The flat was sure nice, but this was around 1:30 and it felt like we were baking in the sun. Even though it meant more climbing, I was happy to get back into the trees. Plus, these little bushes were super pokey. I don’t know what they were, but IronHubs informed me that in Skyrim they would be Tundra Cotton. Because we live in a video game.
I took a picture of this tree because that red shiny bark was so pretty and I had no idea what sort of a tree it was. My father-in-law – who is an experienced hiker and probably could have kicked this trail’s ass – told me it’s a manzanita. Good to know.
Finally, a plant I know! This is a poppy, the California state flower. And yes, I took a picture of it just so I could post it on my blog and tell you that I identified ONE flower over the course of 23 miles. Nature Girl I am not.
I don’t know about you, but for me there comes a point in every really long run where I get a little (or sometimes a lot) delirious. Thankfully, I captured it on video this time!
Honestly, I don’t remember very many details about miles 41 – 46 (14 – 19 for me). There were a lot of hills, the trails were treacherous, I stepped in dozens of mud puddles and we just kept on moving forward. IronHubs swore up and down that he would never do another 50-miler, but I didn’t believe him (good thing – he rescinded that promise less than 20 hours after making it and is already planning #2). I do remember thinking at one point that there was just no way the hills could get worse. Yes, I had seen the course profile and of course I remembered those terrible hills from the World’s Toughest Half, but this had to be as hard as it was going to get, right? Right?
No. Not right. In fact, I was terribly, horribly wrong.
IronHubs and I had turned the GymBoss off many miles ago when the terrain got too awful to run even two minutes at a time, but we were still trying to pick up the pace during the runnable parts. We stopped calling it running, though, because our pace was slower than I would normally walk my dog. We referred to it as “hustling.” Let’s give it a little hustle, shall we? So there we were, hustling along at the end of Mile 46 and a guy comes running past us and says something unintelligible.
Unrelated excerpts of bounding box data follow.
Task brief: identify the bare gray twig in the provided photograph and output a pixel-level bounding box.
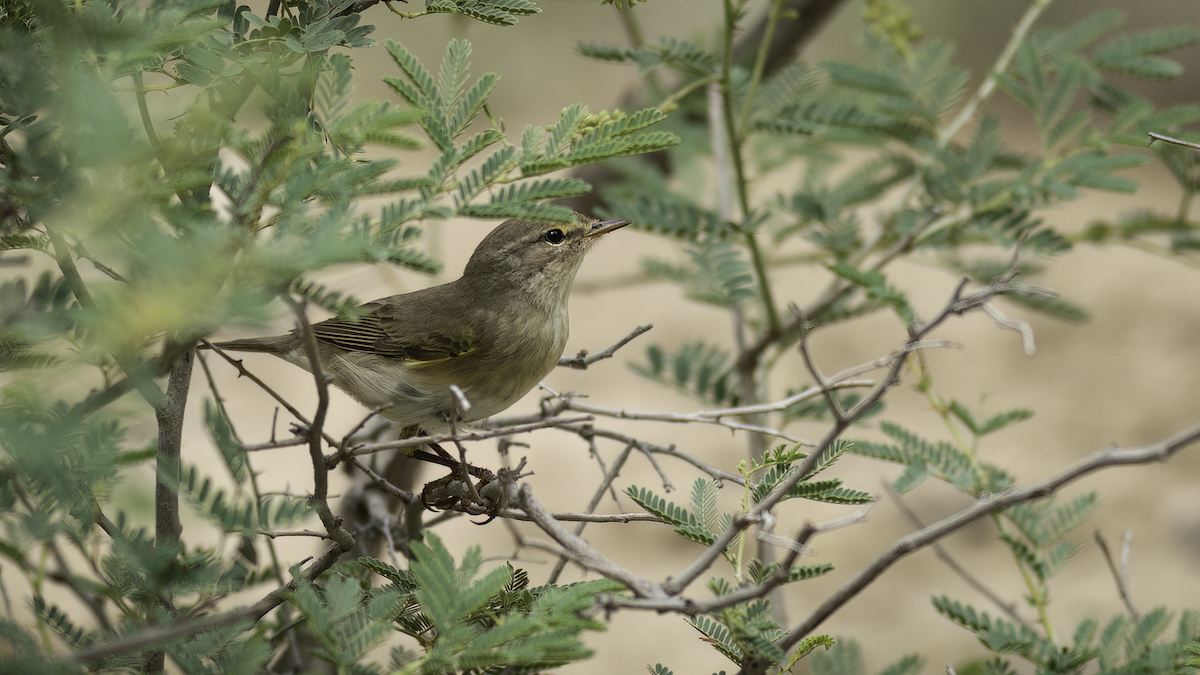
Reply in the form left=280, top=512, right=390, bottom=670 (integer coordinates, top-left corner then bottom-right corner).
left=558, top=323, right=654, bottom=370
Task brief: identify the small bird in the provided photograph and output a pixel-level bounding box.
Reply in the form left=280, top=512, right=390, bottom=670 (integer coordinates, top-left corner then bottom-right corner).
left=216, top=215, right=630, bottom=432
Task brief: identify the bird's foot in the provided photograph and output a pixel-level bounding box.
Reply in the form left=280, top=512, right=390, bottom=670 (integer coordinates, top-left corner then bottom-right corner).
left=421, top=458, right=529, bottom=525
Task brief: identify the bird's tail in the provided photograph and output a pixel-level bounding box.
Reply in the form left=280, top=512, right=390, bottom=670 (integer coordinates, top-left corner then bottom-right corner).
left=204, top=335, right=295, bottom=354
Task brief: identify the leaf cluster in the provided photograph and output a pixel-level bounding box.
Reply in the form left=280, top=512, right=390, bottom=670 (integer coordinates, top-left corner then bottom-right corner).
left=625, top=443, right=871, bottom=665
left=350, top=533, right=623, bottom=674
left=934, top=597, right=1200, bottom=674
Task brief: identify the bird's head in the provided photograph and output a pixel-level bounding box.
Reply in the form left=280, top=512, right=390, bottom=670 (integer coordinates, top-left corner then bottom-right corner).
left=462, top=215, right=630, bottom=301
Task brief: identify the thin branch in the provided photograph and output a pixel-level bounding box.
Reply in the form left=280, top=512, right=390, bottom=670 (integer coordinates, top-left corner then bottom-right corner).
left=1096, top=530, right=1139, bottom=621
left=200, top=340, right=337, bottom=447
left=937, top=0, right=1052, bottom=148
left=883, top=483, right=1033, bottom=629
left=515, top=484, right=667, bottom=598
left=546, top=443, right=634, bottom=584
left=563, top=398, right=812, bottom=446
left=562, top=424, right=745, bottom=485
left=558, top=323, right=654, bottom=370
left=779, top=423, right=1200, bottom=650
left=1147, top=131, right=1200, bottom=150
left=283, top=294, right=354, bottom=552
left=336, top=417, right=592, bottom=467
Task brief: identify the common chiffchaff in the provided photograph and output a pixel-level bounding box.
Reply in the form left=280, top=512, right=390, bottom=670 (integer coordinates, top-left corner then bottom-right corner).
left=217, top=216, right=630, bottom=431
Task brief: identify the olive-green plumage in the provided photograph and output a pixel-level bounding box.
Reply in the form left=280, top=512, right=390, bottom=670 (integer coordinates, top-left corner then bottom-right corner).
left=217, top=216, right=629, bottom=430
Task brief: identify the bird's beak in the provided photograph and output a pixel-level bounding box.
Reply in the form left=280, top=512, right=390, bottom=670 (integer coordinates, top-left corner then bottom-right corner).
left=584, top=220, right=634, bottom=237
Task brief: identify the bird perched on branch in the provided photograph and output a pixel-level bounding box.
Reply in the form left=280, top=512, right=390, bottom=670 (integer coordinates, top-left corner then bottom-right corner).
left=216, top=215, right=630, bottom=434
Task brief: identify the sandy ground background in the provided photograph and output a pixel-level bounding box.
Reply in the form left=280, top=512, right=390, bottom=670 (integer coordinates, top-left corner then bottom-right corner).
left=4, top=0, right=1200, bottom=675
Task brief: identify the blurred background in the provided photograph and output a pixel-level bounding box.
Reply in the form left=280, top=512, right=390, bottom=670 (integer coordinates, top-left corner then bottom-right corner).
left=194, top=0, right=1200, bottom=675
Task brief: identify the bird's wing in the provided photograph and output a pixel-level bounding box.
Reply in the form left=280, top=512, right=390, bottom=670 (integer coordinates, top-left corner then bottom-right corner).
left=312, top=301, right=474, bottom=363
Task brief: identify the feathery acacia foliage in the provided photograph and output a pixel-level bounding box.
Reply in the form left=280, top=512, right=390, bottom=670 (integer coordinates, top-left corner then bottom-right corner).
left=0, top=0, right=1200, bottom=675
I asked IronHubs what he said and he told me the guy said, “And now the fun begins.” I was puzzling that out when we turned a corner, and… oh, shit.
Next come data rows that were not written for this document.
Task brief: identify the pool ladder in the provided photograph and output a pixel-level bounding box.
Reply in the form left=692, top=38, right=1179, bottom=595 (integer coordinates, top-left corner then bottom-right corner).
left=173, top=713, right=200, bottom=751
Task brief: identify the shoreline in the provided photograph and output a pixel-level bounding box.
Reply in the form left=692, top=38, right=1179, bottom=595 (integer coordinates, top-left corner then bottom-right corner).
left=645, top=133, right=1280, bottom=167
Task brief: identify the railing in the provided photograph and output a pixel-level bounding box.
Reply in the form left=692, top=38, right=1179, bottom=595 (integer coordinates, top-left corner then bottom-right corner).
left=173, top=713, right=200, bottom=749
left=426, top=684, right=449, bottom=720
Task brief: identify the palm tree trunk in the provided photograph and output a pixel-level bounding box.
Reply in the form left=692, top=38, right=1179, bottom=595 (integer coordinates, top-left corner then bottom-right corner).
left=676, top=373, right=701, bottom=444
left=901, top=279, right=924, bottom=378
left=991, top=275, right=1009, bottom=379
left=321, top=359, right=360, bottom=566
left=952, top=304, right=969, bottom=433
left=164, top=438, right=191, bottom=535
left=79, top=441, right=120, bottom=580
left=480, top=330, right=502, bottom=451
It was brutal and insane and never-ending. I couldn’t breathe. I couldn’t stand up straight for fear of falling backwards. I had to look at my feet because every time I looked up there was just more hill. Nobody was running at this point, we were all just trudging.
It’s hard to see, but the teeny tiny white speck in the road in the middle of this photo is the 3 Miles to Go sign. We were standing at the 2 Miles to Go sign, and it had taken us well over 20 minutes to travel that mile.
The last mile…well, it didn’t level out exactly, but it went from a 20% grade down to something in single digits, so we started running again. Hustling. Whatever. We picked up our feet and swung our arms more vigorously and it only took us a little over 12 minutes to make that last mile. We could hear the finish line for a really long time before we could see it and there was one last, short but cruelly steep hill before we got there. But we got there!
Official Finishing Time – 10:32:23
My Garmin stats, for those of us who love crunching numbers – 23.47 miles, 6:12:03 (avg. pace 15’51”).
What a day! What an accomplishment! I’m so insanely proud of UltraIronHubs! Watching him complete crazy stuff like this makes me want to do a 50-miler, too! But I think I’m going to pick a little flatter course.